"Starfishlike brittle stars have five thin arms and no central brain, but even so, they move in a carefully coordinated fashion similar to four-limbed animals (including humans).
Symmetry is at the heart of the mystery of brittle star movement.
Symmetry influences how an animal moves about. Animals with bilateral symmetry, like humans, have bodies specialized to move in one direction — forward. Many animals with radial symmetry don't move or do so slowly. When they do travel, most of these animals do so in a direction determined by their body's central axis, defined by the location of their mouths. Think of a jellyfish moving up and down in the water column.
This is why brittle stars are strange. Despite their five-way symmetry, the stars don't move according to their central axis. Instead, they move perpendicular to it using their five multijointed limbs to propel them along the seafloor.
Henry Astley, at Brown University, filmed 13 blunt-spined brittle stars crawling in an inflatable pool and digitized their movements to better analyze them.
He found that, about 75 percent of the time, brittle stars oriented their movement around a central limb, which pointed the way for the rest of the body. The left and right forelimbs made large, coordinated movements. To turn, the brittle star simply picked a new lead limb.

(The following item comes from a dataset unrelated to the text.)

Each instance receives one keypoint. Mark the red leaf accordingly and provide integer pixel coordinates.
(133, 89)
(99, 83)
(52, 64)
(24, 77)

When not "rowing" forward, the brittle stars reversed, with a central limb trailing and the other four making large movements.
While these patterns of movement resemble that of a bilaterally symmetrical animal, the brittle stars do not alternate limbs as many four-limbed animals do. (When walking, for example, you alternate between your left and right foot; the brittle stars moved both of their forelimbs at the same time.)
The study is detailed in the Journal of Experimental Biology."